Monday, for 10 minutes this morning, I drink my coffee and believe in god, maybe it’s just the Adderall kicking in.
I need to pee such a flood I imagine a tiny toilet Noah building a raft of toilet paper to take two of every germ on before I rain destruction. I then realize that germs likely reproduce asexually and toilet Noah could make a smaller raft.
I sing into the internet hoping to hear my name spoken back to me.
I think of my job working with the elderly who can no longer sing the songs of their lives, the cruelty of Dementia killing the identity forged in the soul, taking all that is the individual, chewing it up and spitting back in chunks.
I am a sad atheist for 20 minutes.
This depression is lifted when I realize I have set the kitchen on fire, yet again. My dreamy mind never holds on to the concrete dangers of my existence. As soon as I avert this disaster, I become obsessed with Korean plastic surgery, submental liposuction, lateral canthoplasty, V line surgery, secret smile surgery. Anesthesia is like death but I would wake with the face of an Angel, a face worthy of sympathy, a face that defeats the clock oppression. I think god must exist between the blackness and the knife.
I remember the refrigerator is empty. I can never remember when I last showered.

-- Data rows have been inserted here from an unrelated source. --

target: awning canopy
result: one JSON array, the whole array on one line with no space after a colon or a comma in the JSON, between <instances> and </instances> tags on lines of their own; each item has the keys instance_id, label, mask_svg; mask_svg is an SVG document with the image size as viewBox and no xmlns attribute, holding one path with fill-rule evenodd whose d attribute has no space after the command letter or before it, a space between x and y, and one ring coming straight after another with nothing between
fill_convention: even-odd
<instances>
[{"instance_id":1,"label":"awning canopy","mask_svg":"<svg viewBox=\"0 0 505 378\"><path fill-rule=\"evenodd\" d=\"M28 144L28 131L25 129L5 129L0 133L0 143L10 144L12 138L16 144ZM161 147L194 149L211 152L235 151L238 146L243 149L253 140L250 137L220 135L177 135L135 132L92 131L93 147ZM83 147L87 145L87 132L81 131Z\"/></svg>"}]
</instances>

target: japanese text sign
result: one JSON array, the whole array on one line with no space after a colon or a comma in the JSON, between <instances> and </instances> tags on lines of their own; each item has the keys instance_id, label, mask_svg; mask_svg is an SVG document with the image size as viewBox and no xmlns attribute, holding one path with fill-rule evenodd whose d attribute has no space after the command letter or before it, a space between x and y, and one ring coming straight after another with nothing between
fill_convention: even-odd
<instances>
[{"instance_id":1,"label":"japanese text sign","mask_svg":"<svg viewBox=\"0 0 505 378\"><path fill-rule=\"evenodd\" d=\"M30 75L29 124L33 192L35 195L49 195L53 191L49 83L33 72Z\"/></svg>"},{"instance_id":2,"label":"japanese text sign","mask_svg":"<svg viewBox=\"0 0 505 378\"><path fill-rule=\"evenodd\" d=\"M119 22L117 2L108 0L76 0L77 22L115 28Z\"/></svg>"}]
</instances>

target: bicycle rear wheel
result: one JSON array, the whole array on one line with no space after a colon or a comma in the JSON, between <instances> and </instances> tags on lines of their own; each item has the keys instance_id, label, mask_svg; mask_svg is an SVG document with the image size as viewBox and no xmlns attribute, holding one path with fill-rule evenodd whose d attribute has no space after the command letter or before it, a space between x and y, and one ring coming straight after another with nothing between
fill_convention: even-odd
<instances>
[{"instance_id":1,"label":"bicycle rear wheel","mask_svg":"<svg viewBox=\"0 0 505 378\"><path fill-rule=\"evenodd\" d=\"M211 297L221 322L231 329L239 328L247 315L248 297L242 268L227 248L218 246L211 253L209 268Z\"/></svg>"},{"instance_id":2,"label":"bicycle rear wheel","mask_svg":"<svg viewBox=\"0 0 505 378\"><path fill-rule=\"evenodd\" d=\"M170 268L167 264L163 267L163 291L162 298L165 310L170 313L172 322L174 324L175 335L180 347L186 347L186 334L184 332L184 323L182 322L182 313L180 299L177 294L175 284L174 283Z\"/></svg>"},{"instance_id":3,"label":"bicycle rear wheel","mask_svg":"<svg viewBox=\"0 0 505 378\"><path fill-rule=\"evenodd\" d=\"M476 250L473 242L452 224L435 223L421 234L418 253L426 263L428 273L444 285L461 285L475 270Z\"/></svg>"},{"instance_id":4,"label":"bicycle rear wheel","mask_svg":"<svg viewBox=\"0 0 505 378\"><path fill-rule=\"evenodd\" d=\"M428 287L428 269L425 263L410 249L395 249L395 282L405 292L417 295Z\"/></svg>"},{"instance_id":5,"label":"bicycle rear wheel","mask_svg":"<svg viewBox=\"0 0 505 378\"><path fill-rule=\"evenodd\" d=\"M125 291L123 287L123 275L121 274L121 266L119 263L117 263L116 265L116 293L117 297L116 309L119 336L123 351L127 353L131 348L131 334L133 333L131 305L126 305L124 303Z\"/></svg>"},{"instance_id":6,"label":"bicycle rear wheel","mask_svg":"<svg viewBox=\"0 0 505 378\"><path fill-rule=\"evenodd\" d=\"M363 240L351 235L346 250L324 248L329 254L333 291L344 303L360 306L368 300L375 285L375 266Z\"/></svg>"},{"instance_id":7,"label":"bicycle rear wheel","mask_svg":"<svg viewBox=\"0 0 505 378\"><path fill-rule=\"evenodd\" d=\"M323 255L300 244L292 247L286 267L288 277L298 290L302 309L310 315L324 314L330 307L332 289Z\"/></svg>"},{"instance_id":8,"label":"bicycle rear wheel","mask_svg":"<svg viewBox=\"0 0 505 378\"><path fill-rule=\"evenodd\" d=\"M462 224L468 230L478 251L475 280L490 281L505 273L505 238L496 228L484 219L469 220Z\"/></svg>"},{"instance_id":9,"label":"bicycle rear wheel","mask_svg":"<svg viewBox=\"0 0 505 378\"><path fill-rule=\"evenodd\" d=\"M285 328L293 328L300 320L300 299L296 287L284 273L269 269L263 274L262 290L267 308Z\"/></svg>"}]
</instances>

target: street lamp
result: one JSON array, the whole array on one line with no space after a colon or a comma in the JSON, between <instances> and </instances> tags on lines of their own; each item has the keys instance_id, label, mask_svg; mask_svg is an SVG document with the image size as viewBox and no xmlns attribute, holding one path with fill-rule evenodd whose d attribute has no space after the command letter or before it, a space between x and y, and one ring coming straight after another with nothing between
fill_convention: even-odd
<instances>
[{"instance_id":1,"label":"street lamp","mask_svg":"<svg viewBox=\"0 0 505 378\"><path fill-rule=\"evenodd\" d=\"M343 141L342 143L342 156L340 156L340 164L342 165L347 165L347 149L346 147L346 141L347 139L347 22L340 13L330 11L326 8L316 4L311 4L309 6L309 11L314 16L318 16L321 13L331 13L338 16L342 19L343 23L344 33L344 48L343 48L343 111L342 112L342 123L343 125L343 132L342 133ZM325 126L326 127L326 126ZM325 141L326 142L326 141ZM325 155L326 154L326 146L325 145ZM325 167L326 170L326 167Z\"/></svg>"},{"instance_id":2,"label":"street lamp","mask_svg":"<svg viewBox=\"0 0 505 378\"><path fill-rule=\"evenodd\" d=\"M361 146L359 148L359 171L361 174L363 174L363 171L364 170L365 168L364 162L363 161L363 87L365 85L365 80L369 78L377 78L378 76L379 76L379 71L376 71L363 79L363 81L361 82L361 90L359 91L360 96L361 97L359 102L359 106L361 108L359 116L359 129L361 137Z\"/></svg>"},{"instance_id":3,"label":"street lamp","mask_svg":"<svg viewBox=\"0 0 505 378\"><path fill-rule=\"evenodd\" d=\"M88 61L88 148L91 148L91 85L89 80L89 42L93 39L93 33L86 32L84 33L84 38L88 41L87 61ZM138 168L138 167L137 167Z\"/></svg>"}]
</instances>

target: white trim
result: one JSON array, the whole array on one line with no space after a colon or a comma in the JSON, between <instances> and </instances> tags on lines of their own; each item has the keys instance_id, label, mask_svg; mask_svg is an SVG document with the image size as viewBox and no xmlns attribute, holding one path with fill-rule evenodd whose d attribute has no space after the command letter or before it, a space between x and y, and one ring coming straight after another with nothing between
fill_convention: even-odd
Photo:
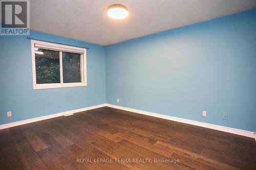
<instances>
[{"instance_id":1,"label":"white trim","mask_svg":"<svg viewBox=\"0 0 256 170\"><path fill-rule=\"evenodd\" d=\"M123 110L125 111L128 111L132 112L135 112L137 113L144 114L151 116L164 118L165 119L179 122L187 124L193 125L198 126L200 126L204 128L209 128L212 129L215 129L221 131L231 133L237 135L245 136L247 137L254 138L256 141L256 134L255 132L250 132L247 131L245 131L243 130L240 130L238 129L234 129L231 128L228 128L224 126L216 125L213 124L210 124L207 123L205 123L200 122L197 122L195 120L191 120L189 119L186 119L185 118L181 118L176 117L173 117L171 116L168 116L164 114L161 114L158 113L155 113L153 112L147 112L145 111L137 110L134 109L131 109L127 107L116 106L112 104L106 104L106 106L112 107L113 108L118 109L120 110Z\"/></svg>"},{"instance_id":2,"label":"white trim","mask_svg":"<svg viewBox=\"0 0 256 170\"><path fill-rule=\"evenodd\" d=\"M255 140L256 142L256 133L255 132L245 131L243 130L240 130L240 129L238 129L228 128L228 127L219 126L219 125L210 124L200 122L191 120L186 119L184 119L184 118L173 117L173 116L168 116L168 115L163 115L163 114L158 114L158 113L153 113L153 112L147 112L147 111L140 110L131 109L131 108L127 108L127 107L116 106L116 105L109 104L100 104L100 105L98 105L88 107L86 107L86 108L83 108L65 111L65 112L60 112L60 113L55 113L55 114L50 114L50 115L46 115L46 116L30 118L29 119L13 122L13 123L9 123L9 124L0 125L0 130L6 129L6 128L9 128L13 127L16 126L19 126L19 125L22 125L27 124L29 124L29 123L32 123L32 122L40 121L40 120L47 119L51 118L54 118L54 117L56 117L64 116L64 115L68 115L69 114L76 113L77 112L82 112L82 111L86 111L86 110L91 110L91 109L96 109L96 108L100 108L100 107L104 107L104 106L108 106L108 107L112 107L113 108L128 111L130 111L130 112L134 112L134 113L142 114L144 114L144 115L148 115L148 116L151 116L161 118L163 118L163 119L165 119L181 122L181 123L185 123L185 124L187 124L193 125L198 126L200 126L200 127L204 127L204 128L212 129L217 130L223 131L223 132L228 132L228 133L233 133L233 134L237 134L237 135L242 135L242 136L252 137L252 138L255 138Z\"/></svg>"},{"instance_id":3,"label":"white trim","mask_svg":"<svg viewBox=\"0 0 256 170\"><path fill-rule=\"evenodd\" d=\"M46 49L56 50L59 51L59 60L60 60L60 83L49 83L49 84L36 84L36 72L35 68L35 46L42 47ZM79 83L63 83L63 69L62 63L62 52L68 52L79 53L81 54L81 81ZM86 49L77 47L73 47L66 45L55 44L50 42L40 41L37 40L31 40L31 56L33 70L33 89L41 89L52 88L61 88L77 86L87 86L87 68L86 68Z\"/></svg>"},{"instance_id":4,"label":"white trim","mask_svg":"<svg viewBox=\"0 0 256 170\"><path fill-rule=\"evenodd\" d=\"M87 107L85 107L83 108L80 108L80 109L75 109L75 110L73 110L65 111L65 112L60 112L60 113L58 113L50 114L50 115L48 115L46 116L30 118L29 119L13 122L13 123L11 123L9 124L1 125L0 125L0 130L6 129L6 128L9 128L13 127L16 126L19 126L19 125L22 125L27 124L29 124L29 123L32 123L32 122L48 119L49 118L54 118L54 117L56 117L66 115L68 114L74 114L74 113L76 113L77 112L82 112L82 111L86 111L86 110L94 109L98 108L100 107L102 107L106 106L106 104L103 104L98 105Z\"/></svg>"}]
</instances>

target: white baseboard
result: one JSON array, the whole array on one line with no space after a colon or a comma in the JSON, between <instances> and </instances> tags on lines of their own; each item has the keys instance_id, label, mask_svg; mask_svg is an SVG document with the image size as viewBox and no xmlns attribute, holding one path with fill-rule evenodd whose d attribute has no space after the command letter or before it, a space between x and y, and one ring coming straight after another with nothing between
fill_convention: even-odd
<instances>
[{"instance_id":1,"label":"white baseboard","mask_svg":"<svg viewBox=\"0 0 256 170\"><path fill-rule=\"evenodd\" d=\"M126 110L126 111L130 111L130 112L135 112L137 113L145 114L145 115L147 115L148 116L154 116L154 117L159 117L159 118L164 118L165 119L168 119L168 120L173 120L173 121L176 121L176 122L181 122L181 123L185 123L185 124L198 126L200 126L200 127L204 127L204 128L207 128L219 130L221 131L233 133L233 134L237 134L237 135L245 136L249 137L252 137L252 138L254 138L255 140L256 141L256 134L255 134L255 132L253 132L247 131L245 131L243 130L228 128L228 127L224 127L224 126L216 125L213 125L213 124L210 124L200 122L191 120L186 119L184 119L184 118L173 117L173 116L168 116L168 115L166 115L160 114L155 113L153 113L153 112L147 112L147 111L140 110L131 109L131 108L127 108L127 107L116 106L116 105L112 105L112 104L106 104L106 106L110 107L112 107L112 108L116 108L116 109Z\"/></svg>"},{"instance_id":2,"label":"white baseboard","mask_svg":"<svg viewBox=\"0 0 256 170\"><path fill-rule=\"evenodd\" d=\"M168 119L168 120L173 120L173 121L176 121L176 122L181 122L181 123L185 123L185 124L196 125L196 126L200 126L202 127L217 130L221 131L223 131L223 132L231 133L233 133L233 134L237 134L237 135L252 137L252 138L255 138L255 140L256 141L256 133L255 132L247 131L245 131L243 130L238 129L228 128L228 127L226 127L219 126L219 125L210 124L200 122L191 120L186 119L184 119L184 118L173 117L173 116L168 116L168 115L166 115L155 113L153 113L153 112L147 112L147 111L143 111L143 110L131 109L131 108L127 108L127 107L116 106L116 105L112 105L112 104L100 104L100 105L95 105L95 106L85 107L83 108L80 108L80 109L75 109L75 110L73 110L65 111L65 112L60 112L60 113L58 113L48 115L46 116L30 118L29 119L13 122L13 123L9 123L9 124L0 125L0 130L6 129L6 128L9 128L13 127L16 126L27 124L29 124L29 123L32 123L32 122L47 119L51 118L54 118L54 117L63 116L63 115L68 115L68 114L76 113L77 112L82 112L82 111L86 111L86 110L96 109L96 108L102 107L104 106L108 106L108 107L112 107L112 108L116 108L116 109L120 109L120 110L126 110L126 111L130 111L130 112L135 112L135 113L137 113L142 114L144 114L144 115L148 115L148 116L154 116L154 117L156 117L164 118L165 119Z\"/></svg>"},{"instance_id":3,"label":"white baseboard","mask_svg":"<svg viewBox=\"0 0 256 170\"><path fill-rule=\"evenodd\" d=\"M72 114L72 113L77 113L77 112L82 112L82 111L86 111L86 110L96 109L96 108L98 108L106 106L106 104L103 104L98 105L87 107L85 107L83 108L80 108L80 109L75 109L75 110L73 110L65 111L65 112L60 112L60 113L58 113L50 114L50 115L48 115L46 116L30 118L29 119L26 119L26 120L24 120L13 122L13 123L11 123L9 124L1 125L0 125L0 130L6 129L6 128L9 128L13 127L16 126L27 124L29 124L29 123L32 123L32 122L48 119L51 118L63 116L63 115L70 114Z\"/></svg>"}]
</instances>

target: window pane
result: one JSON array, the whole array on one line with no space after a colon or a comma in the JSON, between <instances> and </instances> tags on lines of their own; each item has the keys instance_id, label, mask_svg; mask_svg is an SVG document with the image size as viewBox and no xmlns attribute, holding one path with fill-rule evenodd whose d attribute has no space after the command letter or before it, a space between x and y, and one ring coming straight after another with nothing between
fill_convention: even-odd
<instances>
[{"instance_id":1,"label":"window pane","mask_svg":"<svg viewBox=\"0 0 256 170\"><path fill-rule=\"evenodd\" d=\"M81 55L62 52L63 83L81 82Z\"/></svg>"},{"instance_id":2,"label":"window pane","mask_svg":"<svg viewBox=\"0 0 256 170\"><path fill-rule=\"evenodd\" d=\"M59 52L35 47L36 84L60 83Z\"/></svg>"}]
</instances>

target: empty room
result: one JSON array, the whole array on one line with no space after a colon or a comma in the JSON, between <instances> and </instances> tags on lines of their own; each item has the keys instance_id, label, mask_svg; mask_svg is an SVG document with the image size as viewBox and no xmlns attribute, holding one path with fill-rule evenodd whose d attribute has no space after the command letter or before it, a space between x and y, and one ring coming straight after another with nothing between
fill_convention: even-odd
<instances>
[{"instance_id":1,"label":"empty room","mask_svg":"<svg viewBox=\"0 0 256 170\"><path fill-rule=\"evenodd\" d=\"M256 0L0 5L0 169L256 169Z\"/></svg>"}]
</instances>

I feel like an actress born to be a star but with a drunken brain. I disappoint because I lost the script, I stumble and destroy set pieces. There are times when I am told my methods are magic and I should send these dreams to the editor. But I already hate the editor, in his pompous literary hat, dreaming of his reflection glorified. I am no one’s mirror.
I swear I will get it together tomorrow. I will find a healthy way to eat all things sweet and make my muscles strong and right. I will wash the chopped carrots and gastric juices from my hair.
For now, I try to remember that there are angels in heaven whose job it is to love the Babylonians.